Segundo Fernández, esse entrelaçamento de “bondade, luta e beleza” ajuda a compreender que “a humanidade — magnífica e ferida — não deve ser substituída nem superada”, especialmente diante de propostas pós-humanistas e transhumanistas que depositam na tecnologia a promessa de um “paraíso” artificial.
Valor da experiência do limite
O cardeal advertiu que os recursos tecnológicos podem proporcionar uma satisfação inicial, mas não preenchem o vazio humano mais profundo. Para ele, existe o risco de um “falso misticismo”, no qual a fé é substituída pela confiança irrestrita na tecnologia, a esperança se reduz à expectativa de novos produtos e o amor é esquecido em favor do apego às coisas.
Diante dessas propostas, a encíclica reafirma o valor da experiência do limite. Fernández enfatizou que o limite “nem sempre é um defeito a ser corrigido”, pois é justamente na fragilidade humana que surgem a compaixão, a solidariedade e a generosidade.

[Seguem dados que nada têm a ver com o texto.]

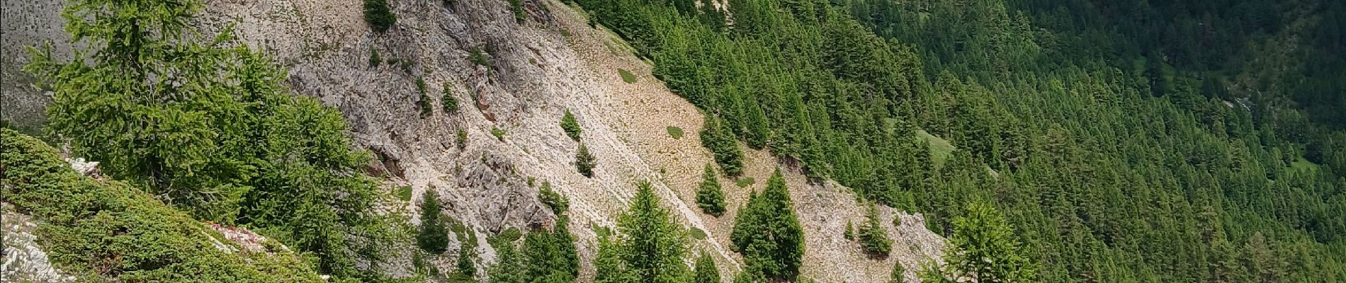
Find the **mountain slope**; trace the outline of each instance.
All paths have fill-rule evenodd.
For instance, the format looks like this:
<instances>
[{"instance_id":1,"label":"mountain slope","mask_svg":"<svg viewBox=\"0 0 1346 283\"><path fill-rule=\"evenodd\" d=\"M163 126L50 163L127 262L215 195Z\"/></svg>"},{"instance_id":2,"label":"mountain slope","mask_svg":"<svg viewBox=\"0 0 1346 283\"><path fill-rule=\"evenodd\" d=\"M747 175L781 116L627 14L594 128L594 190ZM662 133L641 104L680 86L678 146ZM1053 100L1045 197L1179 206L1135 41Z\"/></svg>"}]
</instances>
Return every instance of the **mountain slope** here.
<instances>
[{"instance_id":1,"label":"mountain slope","mask_svg":"<svg viewBox=\"0 0 1346 283\"><path fill-rule=\"evenodd\" d=\"M236 23L241 42L289 68L296 93L339 109L355 144L380 157L367 172L388 177L390 188L409 185L408 205L433 189L444 212L476 233L551 227L556 217L529 185L529 180L546 181L571 199L571 227L580 239L581 280L587 280L596 248L594 225L612 227L634 194L634 182L650 180L677 221L708 235L709 240L695 240L693 247L713 252L725 279L736 272L738 255L727 248L734 215L750 189L765 186L778 166L775 157L750 150L743 178L759 181L739 188L721 178L730 213L719 219L700 213L696 184L701 166L712 162L700 137L692 134L700 130L701 115L654 79L626 43L586 25L581 12L556 1L524 1L528 20L521 24L506 1L390 4L398 21L384 34L365 25L361 3L354 0L210 1L199 20L215 31ZM12 9L5 11L11 19ZM55 9L34 13L55 17ZM478 48L481 59L474 62ZM371 50L382 59L373 66ZM619 70L634 74L635 82L623 82ZM7 66L4 71L17 70ZM436 107L421 117L417 79L428 86L429 105L439 105L441 87L448 86L460 110ZM567 109L598 157L592 178L575 172L577 144L557 126ZM31 115L7 107L5 115L11 114ZM688 134L672 138L668 126ZM460 130L466 145L456 141ZM493 131L502 134L497 138ZM808 237L804 276L879 282L887 279L894 260L915 271L919 262L941 255L942 240L925 229L919 216L883 209L880 223L898 248L887 259L868 259L857 244L843 239L847 220L860 223L864 215L851 189L809 184L802 174L785 172ZM419 213L405 213L419 221ZM900 227L892 227L894 217L903 219ZM475 245L482 266L495 260L485 239L478 237ZM458 245L451 243L450 255ZM382 267L385 272L411 276L413 260L396 256L394 264ZM451 270L447 256L429 260Z\"/></svg>"}]
</instances>

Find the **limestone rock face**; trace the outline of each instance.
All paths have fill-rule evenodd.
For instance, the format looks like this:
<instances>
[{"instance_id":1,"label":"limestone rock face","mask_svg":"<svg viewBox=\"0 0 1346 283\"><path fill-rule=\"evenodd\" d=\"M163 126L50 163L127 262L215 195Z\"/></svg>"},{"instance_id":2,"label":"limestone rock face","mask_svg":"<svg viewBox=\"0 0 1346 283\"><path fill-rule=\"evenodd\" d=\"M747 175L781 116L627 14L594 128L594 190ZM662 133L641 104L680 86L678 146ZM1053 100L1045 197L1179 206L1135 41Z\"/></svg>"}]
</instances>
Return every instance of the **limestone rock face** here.
<instances>
[{"instance_id":1,"label":"limestone rock face","mask_svg":"<svg viewBox=\"0 0 1346 283\"><path fill-rule=\"evenodd\" d=\"M3 204L0 216L0 233L4 235L4 256L0 256L0 278L5 282L75 282L74 276L65 275L51 266L47 252L38 244L38 223L27 215L12 211L12 207Z\"/></svg>"},{"instance_id":2,"label":"limestone rock face","mask_svg":"<svg viewBox=\"0 0 1346 283\"><path fill-rule=\"evenodd\" d=\"M62 35L55 24L59 9L42 5L46 9L32 8L32 15L22 19L47 19L43 23L52 25L23 34L31 39L12 39L9 19L15 9L9 7L28 5L17 3L4 4L5 58L12 44ZM486 235L509 227L555 225L557 217L537 200L536 186L542 181L571 200L569 227L579 239L581 282L594 275L594 227L615 225L639 180L654 185L677 221L704 232L704 239L692 240L690 251L715 255L725 282L742 268L742 256L730 251L734 217L748 192L763 189L771 172L783 165L765 150L748 149L742 178L756 181L736 186L734 180L723 178L727 213L701 213L695 203L696 188L703 166L713 162L696 134L701 114L650 75L651 66L634 56L621 38L590 27L588 15L555 0L522 0L522 23L501 0L389 4L397 23L381 34L365 24L361 0L214 0L206 1L198 20L210 31L234 24L241 43L267 51L289 70L289 87L296 94L342 111L357 146L378 157L366 172L384 176L388 188L412 186L408 209L389 212L404 213L416 224L420 220L415 205L427 190L436 190L443 212L481 235L476 248L482 274L495 262ZM378 62L371 64L376 51ZM619 70L634 74L637 80L623 82ZM5 64L5 78L17 72ZM429 105L435 106L429 115L421 115L417 106L417 78L425 82ZM5 103L13 89L4 84ZM446 93L458 99L456 113L439 107ZM598 160L594 177L575 169L579 144L559 126L565 110L577 118L581 141ZM15 114L8 105L3 111L7 117ZM668 127L686 134L673 138ZM464 142L459 131L466 134ZM923 228L919 215L882 209L882 223L895 241L894 255L867 258L857 243L843 237L847 220L864 220L864 207L851 189L830 181L809 182L789 166L783 172L808 237L802 276L818 282L886 282L892 264L900 262L909 270L907 278L914 278L910 272L919 263L942 253L942 239ZM894 217L902 219L900 225L892 225ZM428 262L452 271L459 240L464 239L450 243L448 256ZM409 253L389 252L394 264L381 268L409 276Z\"/></svg>"}]
</instances>

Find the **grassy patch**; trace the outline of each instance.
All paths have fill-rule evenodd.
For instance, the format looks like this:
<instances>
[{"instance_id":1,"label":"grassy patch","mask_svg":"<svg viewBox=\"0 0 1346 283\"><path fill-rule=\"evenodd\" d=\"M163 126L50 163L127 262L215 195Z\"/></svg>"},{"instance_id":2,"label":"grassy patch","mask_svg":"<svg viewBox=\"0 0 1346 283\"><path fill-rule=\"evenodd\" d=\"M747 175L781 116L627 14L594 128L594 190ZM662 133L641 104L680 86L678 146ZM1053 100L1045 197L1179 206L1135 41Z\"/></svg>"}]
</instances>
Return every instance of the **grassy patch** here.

Nesse contexto, retomou palavras do Papa Francisco: “Tornamo-nos plenamente humanos quando somos mais do que humanos, quando permitimos que Deus nos conduza para além de nós mesmos, para alcançarmos nosso verdadeiro ser”. Fernández citou ainda Francisco de Assis como exemplo de humanidade transformada pela graça, capaz de realizar muito mais do que algoritmos ou tecnologias poderiam produzir.
Discernimento
Na conclusão do encontro, Parolin afirmou que a Magnifica humanitas convida a humanidade a “olhar para a tecnologia com confiança e discernimento”, mas também com vigilância, para que a grandeza do ser humano nunca seja diminuída e para que a liberdade de utilizar ferramentas poderosas sem ser dominado por elas jamais se perca.